Control Web Panel
WebPanel => CentOS-WebPanel GUI => Topic started by: yeknafar on July 26, 2018, 07:18:15 PM
-
Hello
I wanted to config IPtable.
I set the rule in /etc/sysctl.conf
I added this rule too iptables -t mangle -A PREROUTING -m conntrack --ctstate INVALID -j DROP
As was said in :
https://javapipe.com/ddos/blog/iptables-ddos-protection/
I did this too:
iptables -P INPUT DROP
iptables -P FORWARD DROP
but now when I want to login to CWP it takes a about 3 minutes to let me in/
I think the problem is with the rule:
I want to detelet it but it says :
Another app is currently holding the xtables lock. Perhaps you want to use the -w option?
I think it doesnot stop.
When I use #service iptables stop
The output is:
Redirecting to /bin/systemctl stop iptables.service
Does it means Iptables has stoped?
After that I can not enter the CWP quicker.
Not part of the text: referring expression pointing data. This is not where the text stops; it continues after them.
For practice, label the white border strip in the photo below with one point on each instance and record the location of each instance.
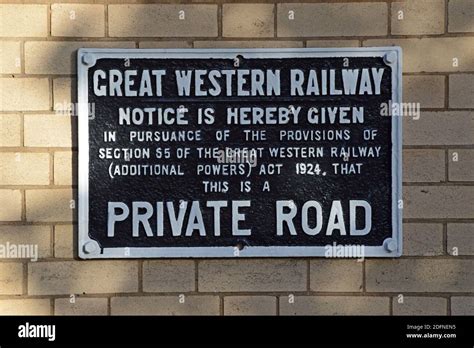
(85, 242)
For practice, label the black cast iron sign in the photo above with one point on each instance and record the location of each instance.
(239, 153)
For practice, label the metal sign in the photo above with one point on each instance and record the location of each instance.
(239, 152)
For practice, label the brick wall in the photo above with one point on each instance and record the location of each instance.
(38, 149)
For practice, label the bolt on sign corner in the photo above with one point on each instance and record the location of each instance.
(239, 152)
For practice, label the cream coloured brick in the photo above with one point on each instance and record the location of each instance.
(50, 205)
(10, 51)
(461, 90)
(65, 168)
(64, 241)
(247, 20)
(421, 239)
(23, 20)
(250, 305)
(438, 202)
(24, 94)
(81, 306)
(11, 278)
(162, 20)
(461, 165)
(439, 128)
(420, 306)
(461, 238)
(428, 90)
(334, 305)
(165, 44)
(38, 236)
(77, 20)
(64, 94)
(25, 307)
(59, 57)
(23, 168)
(11, 205)
(424, 166)
(50, 130)
(462, 305)
(10, 130)
(169, 275)
(449, 54)
(165, 305)
(252, 275)
(332, 43)
(418, 17)
(461, 14)
(344, 19)
(335, 275)
(78, 277)
(419, 275)
(247, 44)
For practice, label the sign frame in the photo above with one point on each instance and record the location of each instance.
(88, 248)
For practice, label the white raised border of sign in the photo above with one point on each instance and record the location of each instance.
(89, 248)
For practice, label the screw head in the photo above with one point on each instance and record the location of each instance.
(390, 244)
(90, 247)
(88, 59)
(390, 57)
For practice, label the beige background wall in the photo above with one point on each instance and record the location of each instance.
(38, 147)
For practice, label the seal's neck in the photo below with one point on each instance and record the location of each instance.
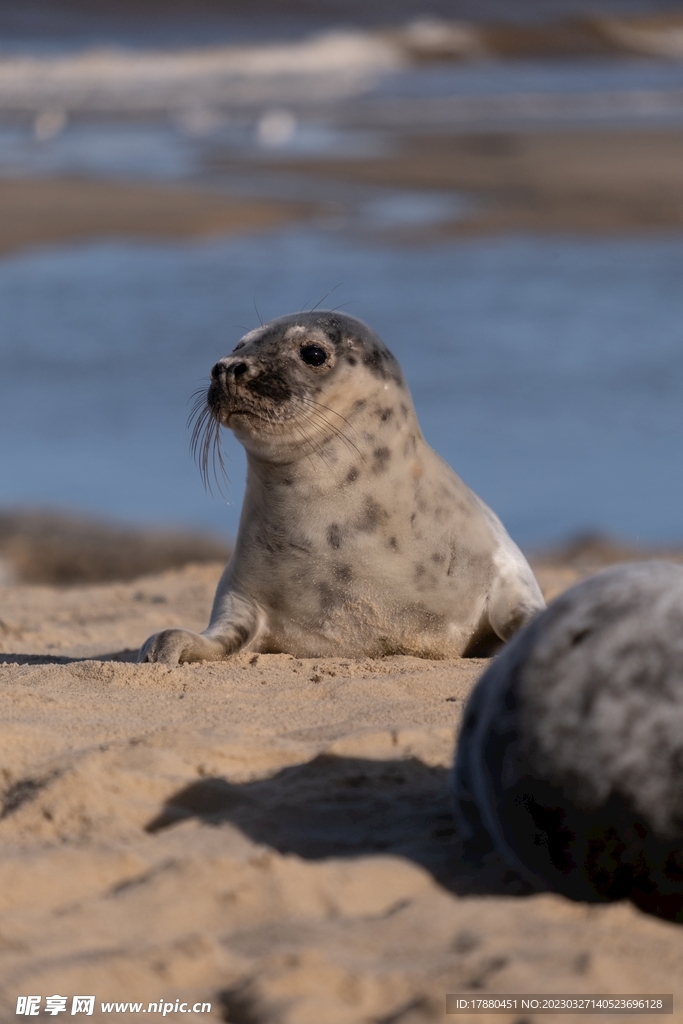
(375, 435)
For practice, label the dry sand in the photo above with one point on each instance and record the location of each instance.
(269, 835)
(595, 180)
(589, 181)
(35, 211)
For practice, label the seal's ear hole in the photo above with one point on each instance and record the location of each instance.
(313, 355)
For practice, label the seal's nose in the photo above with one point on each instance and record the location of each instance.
(223, 370)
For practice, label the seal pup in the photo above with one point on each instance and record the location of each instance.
(355, 539)
(569, 763)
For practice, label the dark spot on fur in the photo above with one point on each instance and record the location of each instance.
(334, 536)
(270, 385)
(373, 515)
(382, 457)
(374, 359)
(411, 445)
(242, 633)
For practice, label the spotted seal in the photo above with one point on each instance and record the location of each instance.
(569, 758)
(355, 538)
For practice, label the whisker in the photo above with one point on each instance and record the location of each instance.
(205, 444)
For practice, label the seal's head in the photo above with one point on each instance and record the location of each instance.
(292, 383)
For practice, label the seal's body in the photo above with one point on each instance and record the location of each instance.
(569, 758)
(355, 538)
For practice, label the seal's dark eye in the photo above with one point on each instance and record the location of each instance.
(313, 355)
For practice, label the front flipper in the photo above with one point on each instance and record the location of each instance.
(178, 646)
(514, 599)
(237, 626)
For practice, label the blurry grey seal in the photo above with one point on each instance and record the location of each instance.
(355, 538)
(569, 763)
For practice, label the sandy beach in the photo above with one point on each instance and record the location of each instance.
(267, 835)
(579, 181)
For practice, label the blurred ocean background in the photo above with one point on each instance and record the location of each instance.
(545, 353)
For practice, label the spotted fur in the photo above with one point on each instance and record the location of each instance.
(344, 507)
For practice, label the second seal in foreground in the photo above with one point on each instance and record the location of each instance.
(355, 538)
(569, 758)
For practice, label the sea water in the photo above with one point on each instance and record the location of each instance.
(547, 371)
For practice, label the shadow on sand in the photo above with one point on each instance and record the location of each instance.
(347, 807)
(128, 654)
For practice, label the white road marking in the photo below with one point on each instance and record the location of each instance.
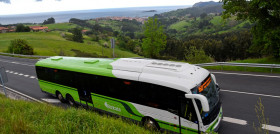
(22, 94)
(271, 128)
(266, 95)
(51, 100)
(17, 63)
(236, 121)
(270, 76)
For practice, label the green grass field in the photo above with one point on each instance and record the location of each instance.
(51, 44)
(23, 117)
(180, 26)
(217, 21)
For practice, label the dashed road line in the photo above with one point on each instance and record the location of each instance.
(235, 121)
(265, 95)
(17, 63)
(23, 94)
(271, 128)
(256, 75)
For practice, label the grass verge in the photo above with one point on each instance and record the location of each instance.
(19, 117)
(52, 44)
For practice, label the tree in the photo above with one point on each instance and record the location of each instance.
(20, 46)
(203, 15)
(77, 35)
(49, 21)
(266, 16)
(155, 39)
(195, 56)
(22, 28)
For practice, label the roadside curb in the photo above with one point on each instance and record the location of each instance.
(21, 55)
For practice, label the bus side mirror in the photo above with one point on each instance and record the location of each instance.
(201, 98)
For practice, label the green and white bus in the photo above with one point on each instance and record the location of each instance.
(163, 95)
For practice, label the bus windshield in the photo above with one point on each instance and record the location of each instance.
(208, 89)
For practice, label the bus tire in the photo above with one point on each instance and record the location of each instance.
(60, 97)
(150, 124)
(71, 101)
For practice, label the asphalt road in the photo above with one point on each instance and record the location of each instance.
(240, 92)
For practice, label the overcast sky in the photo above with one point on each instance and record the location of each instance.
(8, 7)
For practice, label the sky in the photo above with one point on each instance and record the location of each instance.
(9, 7)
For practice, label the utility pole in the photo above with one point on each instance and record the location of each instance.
(3, 79)
(113, 46)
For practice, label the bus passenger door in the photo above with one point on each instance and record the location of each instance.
(188, 117)
(84, 89)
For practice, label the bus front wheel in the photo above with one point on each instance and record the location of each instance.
(150, 124)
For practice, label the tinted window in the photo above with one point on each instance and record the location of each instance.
(188, 111)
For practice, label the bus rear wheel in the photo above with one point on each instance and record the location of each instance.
(150, 124)
(71, 101)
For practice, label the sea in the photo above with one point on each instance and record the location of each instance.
(65, 16)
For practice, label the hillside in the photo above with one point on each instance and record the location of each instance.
(52, 43)
(20, 117)
(209, 3)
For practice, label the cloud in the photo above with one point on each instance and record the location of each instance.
(42, 0)
(6, 1)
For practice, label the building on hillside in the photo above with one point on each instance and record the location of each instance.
(4, 29)
(39, 28)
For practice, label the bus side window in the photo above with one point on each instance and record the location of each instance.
(188, 111)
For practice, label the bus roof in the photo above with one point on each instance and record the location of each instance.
(181, 76)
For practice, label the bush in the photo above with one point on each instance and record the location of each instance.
(20, 46)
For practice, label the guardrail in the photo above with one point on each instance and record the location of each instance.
(271, 66)
(21, 55)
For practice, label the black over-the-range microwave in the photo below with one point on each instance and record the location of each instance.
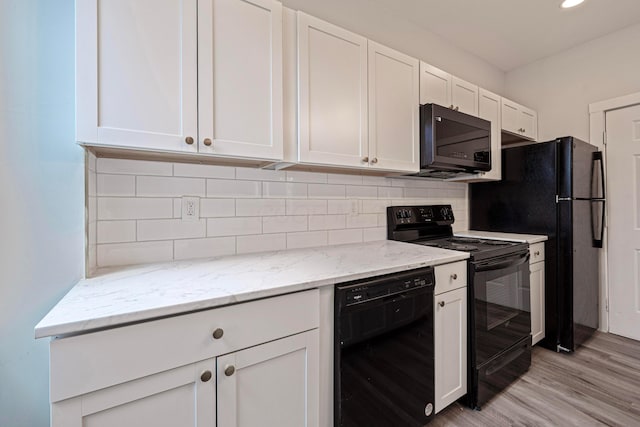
(452, 143)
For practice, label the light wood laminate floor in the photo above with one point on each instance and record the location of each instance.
(598, 385)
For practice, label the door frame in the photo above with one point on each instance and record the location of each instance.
(597, 136)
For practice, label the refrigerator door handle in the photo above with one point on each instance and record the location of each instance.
(597, 157)
(597, 242)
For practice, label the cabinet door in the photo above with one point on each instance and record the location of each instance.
(273, 384)
(529, 123)
(537, 302)
(435, 85)
(136, 65)
(464, 96)
(450, 342)
(240, 78)
(183, 397)
(394, 113)
(510, 116)
(332, 81)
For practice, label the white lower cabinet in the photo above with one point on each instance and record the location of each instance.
(537, 284)
(256, 363)
(450, 338)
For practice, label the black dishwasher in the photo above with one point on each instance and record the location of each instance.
(383, 367)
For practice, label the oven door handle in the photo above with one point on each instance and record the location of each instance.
(502, 263)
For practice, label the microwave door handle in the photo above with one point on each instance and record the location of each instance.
(502, 263)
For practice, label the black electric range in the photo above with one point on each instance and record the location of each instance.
(499, 309)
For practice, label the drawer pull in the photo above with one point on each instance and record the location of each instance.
(206, 376)
(218, 333)
(229, 370)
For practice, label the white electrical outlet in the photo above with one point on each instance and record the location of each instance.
(190, 208)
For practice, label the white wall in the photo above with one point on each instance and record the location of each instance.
(370, 19)
(562, 86)
(41, 189)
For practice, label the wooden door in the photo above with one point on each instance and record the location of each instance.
(435, 85)
(273, 384)
(240, 78)
(136, 82)
(450, 345)
(623, 176)
(332, 99)
(182, 397)
(394, 113)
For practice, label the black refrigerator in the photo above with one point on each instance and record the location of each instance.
(554, 188)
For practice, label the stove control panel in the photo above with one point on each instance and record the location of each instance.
(436, 214)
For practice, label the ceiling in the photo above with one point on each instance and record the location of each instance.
(512, 33)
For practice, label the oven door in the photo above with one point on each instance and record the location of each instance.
(502, 309)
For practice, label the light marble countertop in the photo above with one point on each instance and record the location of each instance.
(492, 235)
(118, 296)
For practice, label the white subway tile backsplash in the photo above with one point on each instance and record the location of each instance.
(306, 239)
(344, 179)
(157, 186)
(233, 226)
(211, 208)
(306, 207)
(232, 188)
(203, 171)
(326, 191)
(133, 167)
(327, 222)
(375, 234)
(361, 192)
(170, 229)
(338, 237)
(134, 253)
(308, 177)
(260, 207)
(134, 208)
(261, 243)
(284, 189)
(116, 231)
(362, 221)
(116, 185)
(260, 174)
(389, 192)
(282, 224)
(204, 248)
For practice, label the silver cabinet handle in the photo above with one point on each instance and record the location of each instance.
(229, 370)
(206, 376)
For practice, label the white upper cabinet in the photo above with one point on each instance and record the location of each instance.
(137, 73)
(332, 98)
(519, 120)
(440, 87)
(240, 78)
(181, 75)
(358, 103)
(394, 111)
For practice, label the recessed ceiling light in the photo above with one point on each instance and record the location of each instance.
(570, 3)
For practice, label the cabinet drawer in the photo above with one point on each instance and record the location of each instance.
(88, 362)
(450, 276)
(537, 252)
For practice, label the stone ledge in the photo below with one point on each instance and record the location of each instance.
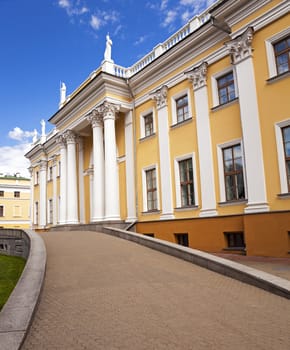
(257, 278)
(16, 315)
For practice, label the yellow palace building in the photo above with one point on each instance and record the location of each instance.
(191, 144)
(14, 201)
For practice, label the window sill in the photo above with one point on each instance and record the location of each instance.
(150, 212)
(278, 77)
(147, 137)
(188, 208)
(229, 203)
(184, 122)
(229, 103)
(283, 195)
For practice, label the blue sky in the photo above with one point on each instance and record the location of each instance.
(44, 42)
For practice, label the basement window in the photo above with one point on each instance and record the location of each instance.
(235, 240)
(181, 239)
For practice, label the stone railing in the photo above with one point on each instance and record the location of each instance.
(187, 29)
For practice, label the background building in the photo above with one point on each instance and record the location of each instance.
(192, 143)
(14, 201)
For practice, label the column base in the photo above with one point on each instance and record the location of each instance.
(256, 208)
(208, 212)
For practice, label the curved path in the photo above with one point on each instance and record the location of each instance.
(106, 293)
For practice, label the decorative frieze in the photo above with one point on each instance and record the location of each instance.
(108, 110)
(240, 48)
(160, 96)
(198, 76)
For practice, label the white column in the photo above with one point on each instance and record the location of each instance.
(63, 181)
(198, 77)
(72, 195)
(42, 193)
(54, 190)
(31, 196)
(130, 173)
(112, 209)
(164, 152)
(98, 194)
(81, 181)
(241, 54)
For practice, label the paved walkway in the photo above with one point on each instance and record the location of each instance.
(106, 293)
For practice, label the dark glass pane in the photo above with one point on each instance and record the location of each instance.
(227, 152)
(229, 188)
(228, 166)
(240, 186)
(286, 134)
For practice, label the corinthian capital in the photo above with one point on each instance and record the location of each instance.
(95, 118)
(241, 47)
(69, 136)
(108, 110)
(198, 76)
(160, 96)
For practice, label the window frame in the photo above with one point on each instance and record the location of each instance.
(222, 185)
(174, 99)
(177, 160)
(215, 89)
(3, 211)
(144, 189)
(270, 52)
(143, 115)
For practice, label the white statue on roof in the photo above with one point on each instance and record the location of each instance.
(108, 50)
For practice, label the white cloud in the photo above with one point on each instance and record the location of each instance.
(12, 159)
(20, 135)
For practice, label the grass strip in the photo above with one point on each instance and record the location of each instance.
(11, 268)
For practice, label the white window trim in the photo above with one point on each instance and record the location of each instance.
(177, 178)
(173, 105)
(14, 211)
(142, 122)
(220, 148)
(281, 154)
(269, 43)
(214, 79)
(2, 205)
(144, 186)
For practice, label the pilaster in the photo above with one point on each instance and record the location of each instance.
(241, 50)
(160, 96)
(198, 77)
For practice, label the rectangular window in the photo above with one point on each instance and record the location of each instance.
(186, 182)
(235, 240)
(50, 173)
(286, 143)
(50, 211)
(36, 214)
(151, 188)
(182, 109)
(148, 123)
(226, 88)
(181, 239)
(282, 55)
(233, 172)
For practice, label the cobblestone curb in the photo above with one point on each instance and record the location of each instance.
(17, 313)
(257, 278)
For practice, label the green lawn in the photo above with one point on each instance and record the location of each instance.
(11, 268)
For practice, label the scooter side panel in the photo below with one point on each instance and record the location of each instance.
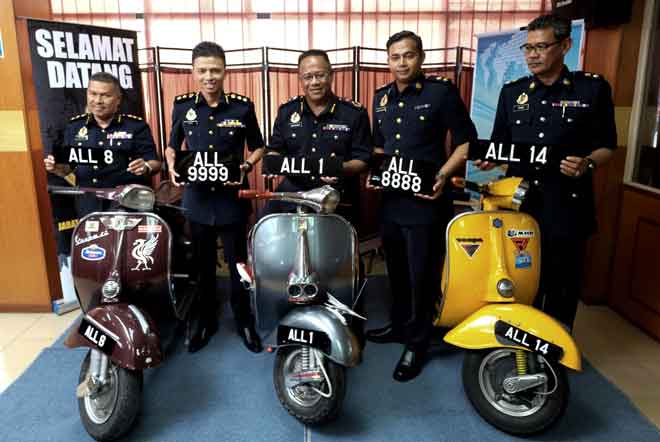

I think Iptables was not installed. I used yum and installed it. maybe it caused the problem..
How can I solve it
Thanks
-
you should use CSF to manage your firewall rules
this command will show you most of the active rules
iptables -L
anyway, you shouldn't configure anything on the firewall if you don't know what you need to block as this can cause additional issues and server can be even slower during the ddos/dos attack.